The egg was in my gut, nursing its own deaths
in a delicate shell. I remember its round weight
persistently pressing; opening my bowel onto the deck
near a young sailor, the harsh sound my cry made then.
*
But when I loved, I thought that was all I had done.
It was very ordinary, an ordinary place, the river
filthy, and with no sunset to speak of. She spoke
in a local accent, laughing at mine, kissed
with her tongue. This changed me. Christ, sweetheart,
marry me, I’ll go mad. A dog barked. She ran off,
teasing, and back down the path came Happen you will . . .
Afterwards, because she asked, I told her my prospects,
branded her white neck. She promised herself
in exchange for a diamond ring. The sluggish water
shrugged past as we did it again. We whispered
false vows which would ruin our lives . . .
I cannot recall more pain. There were things one could buy
to please her, but she kept herself apart, spitefully
guarding the password. My body repelled her. Sweat.
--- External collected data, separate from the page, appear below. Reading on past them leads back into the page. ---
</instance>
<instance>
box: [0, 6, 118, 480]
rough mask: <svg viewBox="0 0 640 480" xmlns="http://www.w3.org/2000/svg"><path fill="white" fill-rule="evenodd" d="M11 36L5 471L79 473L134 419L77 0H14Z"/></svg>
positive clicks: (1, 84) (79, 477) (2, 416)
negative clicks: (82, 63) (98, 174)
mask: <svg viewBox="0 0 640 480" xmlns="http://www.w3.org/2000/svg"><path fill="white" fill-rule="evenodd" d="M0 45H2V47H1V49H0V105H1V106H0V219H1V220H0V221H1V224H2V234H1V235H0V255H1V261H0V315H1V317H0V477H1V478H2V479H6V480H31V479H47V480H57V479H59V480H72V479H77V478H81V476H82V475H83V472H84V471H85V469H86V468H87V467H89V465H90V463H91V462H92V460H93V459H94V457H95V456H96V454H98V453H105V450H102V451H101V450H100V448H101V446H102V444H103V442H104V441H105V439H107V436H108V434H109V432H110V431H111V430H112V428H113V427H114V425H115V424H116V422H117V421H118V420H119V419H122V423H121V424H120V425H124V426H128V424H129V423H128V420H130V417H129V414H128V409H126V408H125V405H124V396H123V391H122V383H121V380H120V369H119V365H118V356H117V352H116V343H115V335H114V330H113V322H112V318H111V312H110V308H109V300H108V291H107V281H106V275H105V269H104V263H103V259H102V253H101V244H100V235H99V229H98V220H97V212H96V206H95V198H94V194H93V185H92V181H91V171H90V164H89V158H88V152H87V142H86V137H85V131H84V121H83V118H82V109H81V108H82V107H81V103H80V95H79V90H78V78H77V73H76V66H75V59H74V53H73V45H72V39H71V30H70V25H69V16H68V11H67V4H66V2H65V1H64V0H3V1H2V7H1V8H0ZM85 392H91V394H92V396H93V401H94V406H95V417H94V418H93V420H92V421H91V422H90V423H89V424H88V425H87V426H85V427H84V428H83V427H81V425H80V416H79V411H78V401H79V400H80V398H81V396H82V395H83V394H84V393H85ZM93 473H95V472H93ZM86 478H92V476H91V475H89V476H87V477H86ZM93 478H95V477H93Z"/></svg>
Sinew. All that had to be hunched away in thin sheets.
We loathed in the same dull air till silver presents came,
our two hands clasping one knife to cut a stale cake. One day,
the letter. Surgery. When the treatment did not work,
she died. I cried over the wishbone body, wondering
what was familiar, watching myself from a long way off.
I carried the remains in an urn to the allotment,
trying to remember the feel of her, but it was years,
years, and what blew back in my face was grey ash, dust.
*
Now hushed voices say I have my mother’s look.
Once again, there is light. The same light. I talk
to myself in shapes, though something is constantly changing
the world, rearranging the face which stares at mine.
Most of the time I am hungry, sucking on dry air
till it gives in, turning milky and warm. Sleep
is dreamless, but when I awake I have more
to contemplate. They are trying to label me,
translate me into the right word. My small sounds
bring a bitter finger to my mouth, a taste
which cannot help or comfort me. I recall
and release in a sigh the journey here . . .
The man and woman are different colours and I
am both of them. These strangers own me,
pass me between them chanting my new name. They wrap
and unwrap me, a surprise they want to have again,
mouthing their tickly love to my smooth, dark flesh.